This past week’s Mid-Week Blues Buster challenge posted a prompt from Levon Helm’s “False Hearted Lover Blues.” This was the first time I wrote a story for this blog, and I must say, it was quite fun:
“Willie! How’d you get in here?”
He gestured behind him. “The backdoor man.”
“Well sit yo’ ass down down. Get you some chicken, some pork n’ beans.”
Willie rubbed his hands together and took a chair across from his old friend. “Ooo-eee. Damn that smells good. And you know me, I can eat mo’ chicken any man ever seen.”
Jelly Roll laughed his raspy laugh. “Yes you can Willie, yes you can. Whatcha drinkin’?”
“Bartender! One bourbon, one scotch, and one beer for ol’ Willie here.”
“No whiskey? Gin?”
“Hell no,” grumbled Jelly Roll. “Whiskey make you drowsy. Gin can make you think. A common cold can kill ya but my woman drove me to drink…Ah, thank you kindly sir. Drink, drink up Willie.”
Willie chuckled, took a sip of beer, and added his own. “If the river was whiskey and I was a duck I would swim to the bottom and never come up.” He lifted a smile.
“What’s got ya down Willie?”
“Have you ever loved a woman so much you tremble in pain?”
“Ah shee-it! Don’t start me that talkin.’”
“Been down so god damn long.” Willie sighed and downed the bourbon.
“What she do this time?”
“My woman, she got a mojo n she’s tryin’ to keep it hid. Nothin’ but bad luck.”
“Shee-it, if it wasn’t for bad luck I wouldn’t have no luck at all.”
“I told her I’ma gonna pack my things ‘n go. Guess you don’t love me, babe, loving mister so-and-so. Then she tells me, ‘Whoo, I would rather go blind, Willie, than to see you walk away from me, child, no. She done started to beg.”
“She done what?”
“I’m tellin’ ya. She begged. Got down on her hands and knees. I said, ‘Baby, you done lost your good thing.’ I shook my head and said ‘No.’”
“I feel ya brother, I feel ya.” Jelly Roll took a mouthful of scotch. “Woke up this monin’ with an awful achin’ head.

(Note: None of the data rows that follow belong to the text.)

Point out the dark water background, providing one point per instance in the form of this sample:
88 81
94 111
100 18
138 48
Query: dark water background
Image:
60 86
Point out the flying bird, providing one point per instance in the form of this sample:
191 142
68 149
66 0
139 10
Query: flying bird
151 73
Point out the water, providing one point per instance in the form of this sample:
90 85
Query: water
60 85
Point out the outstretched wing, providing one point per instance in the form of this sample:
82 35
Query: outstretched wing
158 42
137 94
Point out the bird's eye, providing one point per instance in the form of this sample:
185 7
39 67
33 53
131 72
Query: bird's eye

Some of these women, boy, sure do make me tired.” He sighed and filled his mouth again with the bronze liquor and mustered a smile. “But I tell you what—“ and he began to laugh “—If my baby don’t love me no more I know her sister will.”
Willie slammed the table thrice, and laughed that deep bellow. He took a bite of chicken and looked across the empty (save he, Jelly Roll, and the bartender) Soul Kitchen. “Do you done left yo’ woman too?”

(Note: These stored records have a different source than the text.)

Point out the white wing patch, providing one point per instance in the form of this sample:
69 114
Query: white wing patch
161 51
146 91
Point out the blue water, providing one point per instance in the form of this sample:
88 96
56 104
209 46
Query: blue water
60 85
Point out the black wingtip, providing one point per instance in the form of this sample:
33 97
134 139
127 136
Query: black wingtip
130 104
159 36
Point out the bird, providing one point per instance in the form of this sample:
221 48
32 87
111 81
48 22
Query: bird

“Damn right’n I did. But I’m so lonely I ain’t even high. Left me for another man Willie. But shee-it, the way I figur it she’s just another notch on my guitar and I’d rather be the devil than be that woman’s man. One thing’s fo sure, I’m sure my false-hearted lover will drive me to my lonesome grave.”
“Damn straight Jelly Roll, damn straight.” Willie finished the scotch in one fail swoop. “Before I left I been feeling I’ve been tied to the whipping post and thought to myself ‘good lord I feel like I’m dyin.’” He piled a scoop of beans on his spoon and shoveled it into his mouth.
“What she say when you done tell ‘er?’”
Willie laughed. “Told me I’m gonna miss her.”
“Miss her?” Jelly Roll waved his hand. “Shee-it. What you say t’that?”
“Told her I don’t care when you go, how long you stay. Beside, how can I miss you if you won’t go away?”
Jelly Roll pointed that old calloused finger at Willie. “Now that’s a smart one.”
“Yeah, but now that I been done thinkin’ bout it, the more I think nobody loves me but my mother.”
“And she could be jivin’ too!”
That one got both of them rollin’ and when the laughter subsided, they sighed, ate and drank their beers in silence.
Willie finished first, rose from his seat, and finished the beer.
“Where you goin’ Willie?”
“Wherever the stone rolls me Jelly.”
“Well then let it roll ol’ buddy, let it roll and make sure ta keep ya’ eyes on the road and yo hands upon the wheel.”
“No eternal reward will forgive us now for wasting the dawn.”